Tribunal Administratif de Montreuil — Décision N° TA93-2411102

vendredi 17 janvier 2025

JuridictionTribunal Administratif de Montreuil
SectionTribunal Administratif de Montreuil
N° DossierTA93-2411102
TypeOrdonnance
RecoursExcès de pouvoir
Avocat requérantKACOU

Résumé IA

Le Tribunal Administratif de Montreuil a été saisi par M. B D d’un recours pour excès de pouvoir contre le refus implicite du préfet de la Seine-Saint-Denis de renouveler son titre de séjour. En cours d’instance, le préfet a pris un arrêté explicite de rejet le 6 mars 2024, qui s’est substitué à la décision implicite contestée. En application de l’article R. 222-1 du code de justice administrative, le tribunal constate que les conclusions principales de la requête sont devenues sans objet et qu’il n’y a plus lieu d’y statuer. Les conclusions accessoires, notamment celles fondées sur l’article L. 761-1 du même code, sont rejetées.

Texte intégral

Vu la procédure suivante :

Par une requête, enregistrée le 31 juillet 2024, M. B D, représenté par Me Kacou, demande au tribunal :

1°) d'annuler la décision par laquelle le préfet de la Seine-Saint-Denis a implicitement refusé le renouvellement de son titre de séjour ;

2°) d'enjoindre au préfet de la Seine-Saint-Denis de lui délivrer une carte de séjour " vie privée et familiale " dans un délai de vingt-et-un jours à compter l'ordonnance à intervenir sous astreinte de cinquante euros par jour de retard et de lui délivrer, dans l'attente, une autorisation provisoire de séjour ;

3°) de mettre à la charge de l'Etat la somme de 1 500 euros à lui verser en application de l'article L. 761-1 du code de justice administrative.

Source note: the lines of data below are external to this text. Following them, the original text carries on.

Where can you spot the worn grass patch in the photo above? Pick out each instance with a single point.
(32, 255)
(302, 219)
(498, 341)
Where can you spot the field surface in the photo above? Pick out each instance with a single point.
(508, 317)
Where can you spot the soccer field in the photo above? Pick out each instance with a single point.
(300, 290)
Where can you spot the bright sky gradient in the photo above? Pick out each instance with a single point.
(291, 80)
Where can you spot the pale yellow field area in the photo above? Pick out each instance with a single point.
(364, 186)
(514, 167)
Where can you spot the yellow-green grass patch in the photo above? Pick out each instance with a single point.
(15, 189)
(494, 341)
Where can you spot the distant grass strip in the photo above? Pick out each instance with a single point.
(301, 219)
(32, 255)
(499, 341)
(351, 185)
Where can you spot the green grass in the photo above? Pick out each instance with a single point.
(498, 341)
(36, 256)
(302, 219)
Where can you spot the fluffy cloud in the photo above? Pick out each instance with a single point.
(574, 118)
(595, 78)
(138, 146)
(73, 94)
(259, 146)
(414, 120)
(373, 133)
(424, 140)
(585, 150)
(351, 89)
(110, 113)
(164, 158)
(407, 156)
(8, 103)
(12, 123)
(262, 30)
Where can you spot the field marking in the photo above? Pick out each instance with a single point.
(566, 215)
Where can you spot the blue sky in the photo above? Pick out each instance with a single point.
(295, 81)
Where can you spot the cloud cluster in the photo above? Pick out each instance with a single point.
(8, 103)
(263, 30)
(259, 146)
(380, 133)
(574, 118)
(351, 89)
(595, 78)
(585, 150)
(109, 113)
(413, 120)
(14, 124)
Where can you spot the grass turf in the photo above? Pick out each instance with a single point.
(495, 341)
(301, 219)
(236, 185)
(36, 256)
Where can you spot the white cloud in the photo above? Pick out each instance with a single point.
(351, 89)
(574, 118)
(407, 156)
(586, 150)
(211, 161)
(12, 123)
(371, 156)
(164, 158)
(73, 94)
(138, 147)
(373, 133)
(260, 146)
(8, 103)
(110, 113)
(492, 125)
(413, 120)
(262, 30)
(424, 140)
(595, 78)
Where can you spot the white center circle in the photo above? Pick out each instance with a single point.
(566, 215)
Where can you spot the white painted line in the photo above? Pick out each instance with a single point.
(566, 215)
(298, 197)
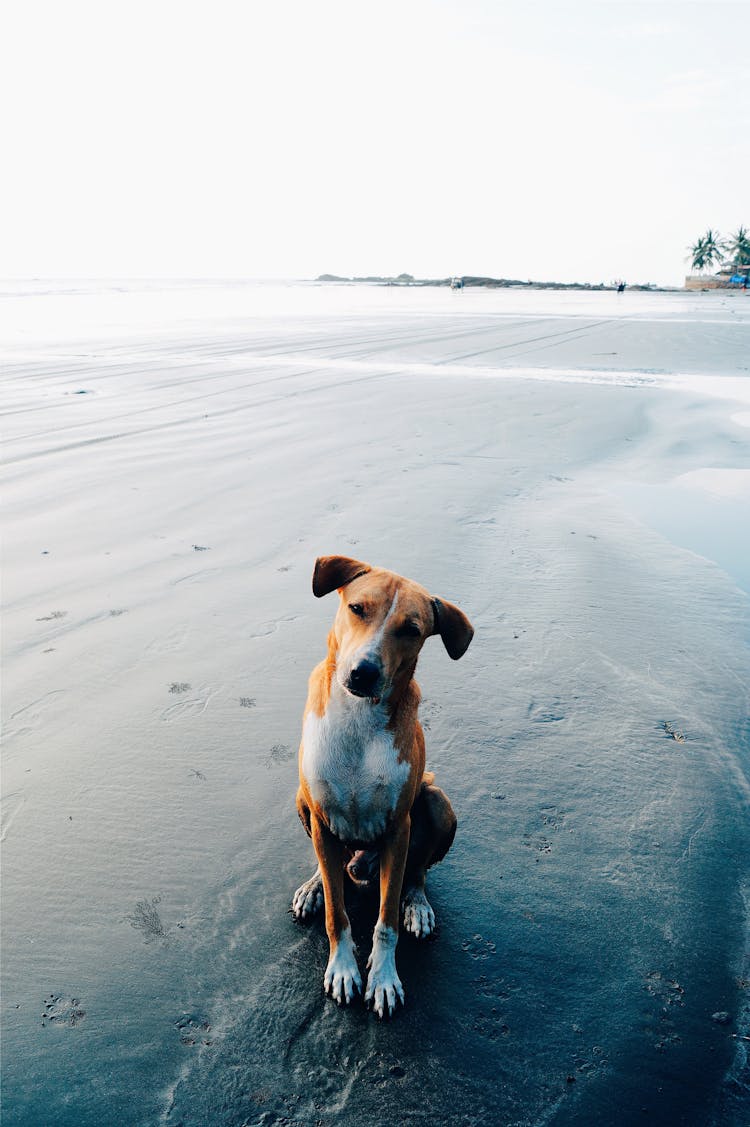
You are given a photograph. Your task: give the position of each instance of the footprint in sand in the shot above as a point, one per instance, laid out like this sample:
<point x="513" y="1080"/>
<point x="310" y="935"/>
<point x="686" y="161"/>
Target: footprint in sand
<point x="279" y="754"/>
<point x="62" y="1011"/>
<point x="146" y="919"/>
<point x="478" y="948"/>
<point x="193" y="1030"/>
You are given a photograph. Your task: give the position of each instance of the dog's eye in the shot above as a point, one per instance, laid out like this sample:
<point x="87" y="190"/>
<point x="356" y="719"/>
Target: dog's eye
<point x="408" y="630"/>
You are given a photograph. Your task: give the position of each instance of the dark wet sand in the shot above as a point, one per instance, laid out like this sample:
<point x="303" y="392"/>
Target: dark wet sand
<point x="594" y="739"/>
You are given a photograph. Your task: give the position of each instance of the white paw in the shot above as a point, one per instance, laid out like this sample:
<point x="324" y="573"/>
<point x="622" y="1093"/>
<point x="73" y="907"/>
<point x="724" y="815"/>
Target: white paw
<point x="342" y="978"/>
<point x="308" y="899"/>
<point x="384" y="984"/>
<point x="418" y="917"/>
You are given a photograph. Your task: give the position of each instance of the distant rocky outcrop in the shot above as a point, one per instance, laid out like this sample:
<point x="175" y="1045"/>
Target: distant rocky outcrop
<point x="469" y="280"/>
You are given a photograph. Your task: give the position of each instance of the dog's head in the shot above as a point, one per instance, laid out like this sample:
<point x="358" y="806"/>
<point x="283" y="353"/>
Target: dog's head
<point x="382" y="623"/>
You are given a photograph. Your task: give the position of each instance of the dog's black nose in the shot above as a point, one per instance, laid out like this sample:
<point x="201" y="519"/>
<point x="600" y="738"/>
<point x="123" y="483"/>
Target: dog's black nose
<point x="364" y="677"/>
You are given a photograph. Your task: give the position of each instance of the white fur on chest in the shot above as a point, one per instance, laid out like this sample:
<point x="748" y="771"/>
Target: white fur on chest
<point x="352" y="769"/>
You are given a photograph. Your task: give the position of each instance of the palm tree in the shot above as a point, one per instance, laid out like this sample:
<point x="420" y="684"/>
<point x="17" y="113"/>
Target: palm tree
<point x="737" y="247"/>
<point x="713" y="248"/>
<point x="698" y="258"/>
<point x="707" y="251"/>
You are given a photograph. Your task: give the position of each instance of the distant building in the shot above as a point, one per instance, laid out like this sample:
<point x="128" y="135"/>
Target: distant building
<point x="729" y="277"/>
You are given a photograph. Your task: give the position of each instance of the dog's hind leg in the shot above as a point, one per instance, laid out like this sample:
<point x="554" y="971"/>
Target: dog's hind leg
<point x="433" y="828"/>
<point x="308" y="899"/>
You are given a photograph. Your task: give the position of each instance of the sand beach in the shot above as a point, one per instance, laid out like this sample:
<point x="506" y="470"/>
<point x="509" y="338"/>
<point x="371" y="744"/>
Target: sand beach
<point x="573" y="470"/>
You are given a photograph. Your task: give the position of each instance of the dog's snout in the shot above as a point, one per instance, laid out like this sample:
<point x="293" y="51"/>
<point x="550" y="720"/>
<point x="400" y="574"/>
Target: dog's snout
<point x="364" y="677"/>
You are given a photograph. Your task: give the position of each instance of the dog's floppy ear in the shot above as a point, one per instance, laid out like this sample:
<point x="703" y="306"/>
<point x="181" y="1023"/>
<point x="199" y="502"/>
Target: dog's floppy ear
<point x="453" y="628"/>
<point x="334" y="571"/>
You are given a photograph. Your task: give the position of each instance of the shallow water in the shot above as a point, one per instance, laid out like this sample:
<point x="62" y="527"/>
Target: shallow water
<point x="169" y="482"/>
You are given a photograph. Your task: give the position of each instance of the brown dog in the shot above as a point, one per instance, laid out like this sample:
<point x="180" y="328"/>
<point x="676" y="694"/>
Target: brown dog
<point x="364" y="798"/>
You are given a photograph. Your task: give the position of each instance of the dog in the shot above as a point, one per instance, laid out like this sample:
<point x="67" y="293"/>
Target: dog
<point x="364" y="797"/>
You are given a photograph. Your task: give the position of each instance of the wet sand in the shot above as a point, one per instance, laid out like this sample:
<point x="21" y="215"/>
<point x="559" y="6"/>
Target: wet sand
<point x="572" y="470"/>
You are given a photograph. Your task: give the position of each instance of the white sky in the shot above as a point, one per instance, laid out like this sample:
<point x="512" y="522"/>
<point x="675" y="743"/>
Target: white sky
<point x="575" y="141"/>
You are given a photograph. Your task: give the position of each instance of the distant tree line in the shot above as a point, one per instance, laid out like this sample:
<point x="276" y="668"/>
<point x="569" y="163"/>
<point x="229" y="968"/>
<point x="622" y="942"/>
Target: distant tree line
<point x="712" y="250"/>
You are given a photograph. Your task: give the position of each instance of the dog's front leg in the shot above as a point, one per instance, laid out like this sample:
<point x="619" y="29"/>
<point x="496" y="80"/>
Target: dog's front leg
<point x="342" y="977"/>
<point x="384" y="984"/>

Par un mémoire en défense enregistré le 20 août 2024, le préfet de la Seine-Saint-Denis conclut au rejet de la requête.

Vu les autres pièces du dossier.

Vu le code de justice administrative.

Considérant ce qui suit :

Sur les conclusions aux fins d'annulation et d'injonction sous astreinte :

1. Aux termes de l'article R. 222-1 du code de justice administrative : " () les présidents de formation de jugement des tribunaux () peuvent, par ordonnance : 3° Constater qu'il n'y a pas lieu de statuer sur une requête ; () : 5° Statuer sur les requêtes qui ne présentent plus à juger de questions autres que la condamnation prévue à l'article L. 761-1 () ; ".

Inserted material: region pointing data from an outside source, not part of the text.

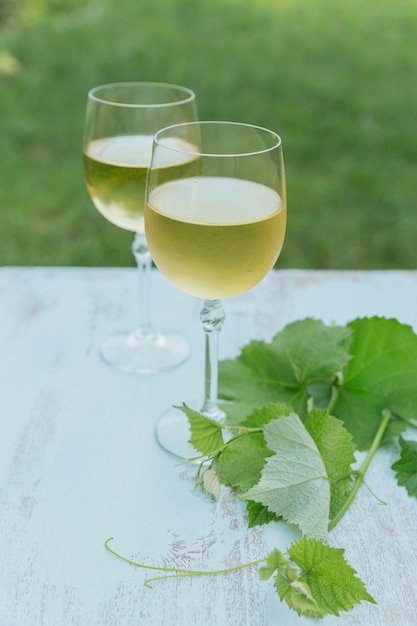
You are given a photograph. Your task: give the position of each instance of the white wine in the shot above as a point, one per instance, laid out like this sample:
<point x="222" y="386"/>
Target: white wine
<point x="214" y="237"/>
<point x="115" y="172"/>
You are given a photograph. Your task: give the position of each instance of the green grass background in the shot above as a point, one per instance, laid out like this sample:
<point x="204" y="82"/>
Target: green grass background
<point x="337" y="79"/>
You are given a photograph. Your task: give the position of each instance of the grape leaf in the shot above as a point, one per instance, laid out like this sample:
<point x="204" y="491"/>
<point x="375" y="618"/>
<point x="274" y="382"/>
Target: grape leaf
<point x="206" y="434"/>
<point x="258" y="514"/>
<point x="275" y="561"/>
<point x="304" y="354"/>
<point x="294" y="483"/>
<point x="332" y="581"/>
<point x="241" y="462"/>
<point x="337" y="450"/>
<point x="381" y="375"/>
<point x="406" y="467"/>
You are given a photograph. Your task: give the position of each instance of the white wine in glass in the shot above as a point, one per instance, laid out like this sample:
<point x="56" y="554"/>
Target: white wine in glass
<point x="121" y="120"/>
<point x="215" y="228"/>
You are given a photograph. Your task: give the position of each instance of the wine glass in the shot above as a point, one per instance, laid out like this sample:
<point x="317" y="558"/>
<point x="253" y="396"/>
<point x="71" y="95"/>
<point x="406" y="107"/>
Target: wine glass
<point x="121" y="119"/>
<point x="215" y="217"/>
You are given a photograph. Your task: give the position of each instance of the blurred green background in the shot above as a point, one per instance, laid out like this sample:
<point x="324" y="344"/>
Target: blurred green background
<point x="337" y="79"/>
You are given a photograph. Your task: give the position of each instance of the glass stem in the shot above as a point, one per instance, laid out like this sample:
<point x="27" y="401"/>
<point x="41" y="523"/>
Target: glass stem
<point x="212" y="317"/>
<point x="143" y="258"/>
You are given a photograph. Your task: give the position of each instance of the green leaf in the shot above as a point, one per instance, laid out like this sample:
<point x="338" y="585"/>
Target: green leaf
<point x="258" y="514"/>
<point x="294" y="483"/>
<point x="381" y="375"/>
<point x="331" y="580"/>
<point x="242" y="460"/>
<point x="406" y="467"/>
<point x="274" y="561"/>
<point x="304" y="354"/>
<point x="337" y="450"/>
<point x="241" y="463"/>
<point x="206" y="434"/>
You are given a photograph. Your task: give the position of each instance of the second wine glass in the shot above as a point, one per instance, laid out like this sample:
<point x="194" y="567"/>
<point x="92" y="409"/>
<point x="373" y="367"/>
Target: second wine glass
<point x="215" y="215"/>
<point x="121" y="119"/>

2. Il ressort des pièces du dossier que le 6 mars 2024, soit postérieurement à l'introduction de sa requête, le préfet de la Seine-Saint-Denis a explicitement rejeté la demande de renouvellement de carte de séjour pluriannuelle présentée par M. C. Cet arrêté s'est substitué à la décision implicite attaquée. Il en résulte que les conclusions de sa requête aux fins d'annulation de la décision implicite de rejet de sa demande de renouvellement titre de séjour et aux fins d'injonctions sous astreinte sont devenues sans objet. Par suite, il n'y a plus lieu d'y statuer.

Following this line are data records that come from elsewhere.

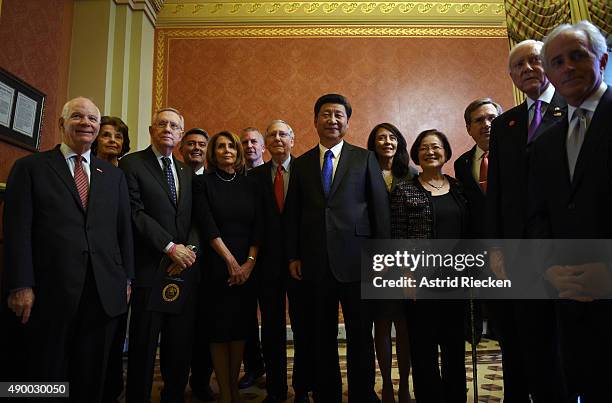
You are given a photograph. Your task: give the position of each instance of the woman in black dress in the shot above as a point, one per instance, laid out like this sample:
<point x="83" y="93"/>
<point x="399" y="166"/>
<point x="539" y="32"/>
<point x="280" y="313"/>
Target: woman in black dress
<point x="390" y="147"/>
<point x="433" y="206"/>
<point x="226" y="209"/>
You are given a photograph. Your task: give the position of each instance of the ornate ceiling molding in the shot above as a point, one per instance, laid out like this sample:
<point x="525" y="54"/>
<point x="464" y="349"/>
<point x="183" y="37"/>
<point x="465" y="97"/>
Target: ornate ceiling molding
<point x="193" y="12"/>
<point x="165" y="36"/>
<point x="150" y="7"/>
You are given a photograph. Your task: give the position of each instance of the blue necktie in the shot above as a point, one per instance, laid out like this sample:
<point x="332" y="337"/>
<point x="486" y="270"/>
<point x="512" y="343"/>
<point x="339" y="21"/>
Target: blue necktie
<point x="169" y="177"/>
<point x="326" y="173"/>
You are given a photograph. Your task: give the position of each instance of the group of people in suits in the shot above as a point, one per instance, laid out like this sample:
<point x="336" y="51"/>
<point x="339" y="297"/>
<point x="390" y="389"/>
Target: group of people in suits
<point x="194" y="246"/>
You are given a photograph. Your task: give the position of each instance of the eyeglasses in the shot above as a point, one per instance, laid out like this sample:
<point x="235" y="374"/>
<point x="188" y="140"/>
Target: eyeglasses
<point x="163" y="123"/>
<point x="433" y="148"/>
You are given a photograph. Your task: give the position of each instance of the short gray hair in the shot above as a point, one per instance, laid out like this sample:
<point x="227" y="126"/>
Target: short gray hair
<point x="279" y="121"/>
<point x="537" y="44"/>
<point x="68" y="105"/>
<point x="597" y="42"/>
<point x="169" y="109"/>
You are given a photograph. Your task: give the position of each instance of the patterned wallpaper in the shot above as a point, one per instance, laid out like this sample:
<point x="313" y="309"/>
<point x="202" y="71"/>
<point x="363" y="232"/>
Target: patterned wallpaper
<point x="414" y="83"/>
<point x="35" y="46"/>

Sur les frais liés au litige :

4. Il n'y a pas lieu dans les circonstances de l'espèce de mettre à la charge de l'Etat une quelconque somme au titre des dispositions de l'article L. 761-1 du code de justice administrative.

O R D O N N E :

Article 1er : Il n'y a plus lieu de statuer sur les conclusions aux fins d'annulation et d'injonction sous astreinte de M. C.

Article 2 : Le surplus des conclusions de la requête est rejeté.

Article 3 : La présente ordonnance sera notifiée à M. B D et au préfet de la Seine-Saint-Denis.

Fait à Montreuil, le 17 janvier 2025.

Le président de la 11ème chambre

M. A

La République mande et ordonne au préfet de la Seine-Saint-Denis, ou à tout autre préfet territorialement compétent, en ce qui le concerne ou à tous commissaires de justice à ce requis en ce qui concerne les voies de droit commun contre les parties privées de pourvoir à l'exécution de la présente ordonnance.